President Biden Demands Action on Children’s Privacy, and Both Regulators and Industry Groups Are Quick to Respond

13 Jun 2022
Client Alert

Both the Federal Trade Commission (FTC) and the Better Business Bureau National Programs Center for Industry Self-Regulation (CISR) quickly responded to President Biden’s statement during this year’s State of the Union address that “[i]t’s time to strengthen privacy protections, ban targeted advertising to children, [and] demand tech companies stop collecting personal data on our children.”

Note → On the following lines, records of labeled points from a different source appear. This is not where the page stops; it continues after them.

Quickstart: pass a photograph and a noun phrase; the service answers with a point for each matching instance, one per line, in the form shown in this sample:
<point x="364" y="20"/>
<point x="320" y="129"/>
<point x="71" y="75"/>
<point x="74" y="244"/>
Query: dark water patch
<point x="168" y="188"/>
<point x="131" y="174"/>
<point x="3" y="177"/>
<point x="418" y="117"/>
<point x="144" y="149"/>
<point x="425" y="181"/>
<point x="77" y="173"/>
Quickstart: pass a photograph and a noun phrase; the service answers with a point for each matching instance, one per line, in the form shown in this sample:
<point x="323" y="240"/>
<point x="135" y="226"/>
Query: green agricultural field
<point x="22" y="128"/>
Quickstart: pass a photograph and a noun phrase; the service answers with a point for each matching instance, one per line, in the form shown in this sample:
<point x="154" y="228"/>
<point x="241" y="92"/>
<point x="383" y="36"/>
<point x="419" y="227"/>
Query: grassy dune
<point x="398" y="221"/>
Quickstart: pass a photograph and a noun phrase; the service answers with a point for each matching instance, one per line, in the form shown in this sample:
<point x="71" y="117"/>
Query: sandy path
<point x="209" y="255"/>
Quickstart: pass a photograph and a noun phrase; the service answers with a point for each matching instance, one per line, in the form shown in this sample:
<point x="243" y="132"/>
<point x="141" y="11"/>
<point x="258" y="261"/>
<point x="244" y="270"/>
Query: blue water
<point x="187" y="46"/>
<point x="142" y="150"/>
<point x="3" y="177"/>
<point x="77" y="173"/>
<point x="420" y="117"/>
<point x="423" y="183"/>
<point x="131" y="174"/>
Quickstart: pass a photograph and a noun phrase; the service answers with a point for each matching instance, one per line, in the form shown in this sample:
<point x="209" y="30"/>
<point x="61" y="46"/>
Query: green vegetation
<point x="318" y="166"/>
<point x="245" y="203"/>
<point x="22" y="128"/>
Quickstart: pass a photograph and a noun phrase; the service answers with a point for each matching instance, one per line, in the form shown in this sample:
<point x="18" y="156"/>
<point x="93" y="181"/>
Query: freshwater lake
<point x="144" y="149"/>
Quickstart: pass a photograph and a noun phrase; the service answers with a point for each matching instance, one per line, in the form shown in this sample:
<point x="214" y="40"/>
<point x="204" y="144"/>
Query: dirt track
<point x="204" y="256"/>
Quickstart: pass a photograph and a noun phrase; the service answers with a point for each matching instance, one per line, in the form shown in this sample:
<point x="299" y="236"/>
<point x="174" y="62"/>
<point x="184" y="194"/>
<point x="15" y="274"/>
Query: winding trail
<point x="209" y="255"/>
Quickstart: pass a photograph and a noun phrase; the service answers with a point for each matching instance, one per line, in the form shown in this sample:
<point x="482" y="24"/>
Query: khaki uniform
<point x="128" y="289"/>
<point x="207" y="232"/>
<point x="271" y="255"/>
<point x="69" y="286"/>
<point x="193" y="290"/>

First, on April 19, 2022, the CISR introduced its TeenAge Privacy Program (TAPP) Roadmap. The roadmap, developed by the CISR with a group of U.S. businesses, is intended to help companies “build digital products and services that consider and respond to the heightened potential of risks and harms to teenage consumers,” defined as consumers aged 13 to 17, inclusive. In many ways, the roadmap promotes a privacy-by-design and by-default approach to products and services used by teens. For instance, the roadmap encourages businesses to:

  • Implement opt-in consent to the collection of personal information, including for interest-based advertising purposes;
  • Incorporate default settings that are privacy-protective (such as minimizing collection to only what is necessary for the delivery of the product or service and turning off the collection of precise geolocation data);
  • Adapt disclosures and choices so that they are understandable to a teenage audience;
  • Limit their collection of sensitive personal information;
  • Shorten the retention period for personal information when there is a risk of harm to the teen; and
  • Vet their service providers.

Then, exactly a month later, the FTC adopted a policy statement reiterating its commitment to enforce the Children’s Online Privacy Protection Act and its implementing rule (together, COPPA) against alleged violations by education technology companies. COPPA has long been an enforcement priority for the FTC (see some of our prior alerts It’s 10 p.m. Do You Know What Your Third-Party Integrations Are Doing? Mobile App Developer Fined $4 Million for Alleged COPPA Violations Through In-App Advertising, The Company Who Cried “General Audience”: Google and YouTube to Pay $170 Million for Alleged COPPA Violations, and Thank You, Next Enforcement: Music Video App Violates COPPA, Will Pay $5.7 Million) and, in its own words, the FTC is “committed to ensuring that [ed tech] tools and their attendant benefits do not become an excuse to ignore critical privacy protections for children.” The FTC emphasizes that it will focus in particular on:

  • COPPA’s prohibition against mandatory collection of personal information: COPPA prohibits a covered company from conditioning participation in any online activity upon the child’s disclosure of more personal information than reasonably necessary to participate. For instance, if an ed tech provider does not need to email students, the student’s access to the ed tech platform cannot be conditioned upon the provision of an email address.
  • Use prohibitions: The FTC has taken the position that an ed tech company may obtain the parental consent required by COPPA from a school or school district in place of the parent, but only if the company uses students’ personal information solely to provide the service and not for unrelated commercial purposes, such as advertising.
  • Retention prohibitions: COPPA prohibits a covered company, including an ed tech provider, from retaining children’s personal information for longer than reasonably necessary to fulfill the purpose for which it was collected. A company may not retain the information for speculative future uses.
  • Security requirements: COPPA requires a covered company to maintain the confidentiality, security, and integrity of children’s personal information. As part of this, the company must obtain assurances from its service providers and third parties that process or receive children’s personal information that they similarly have reasonable security measures in place.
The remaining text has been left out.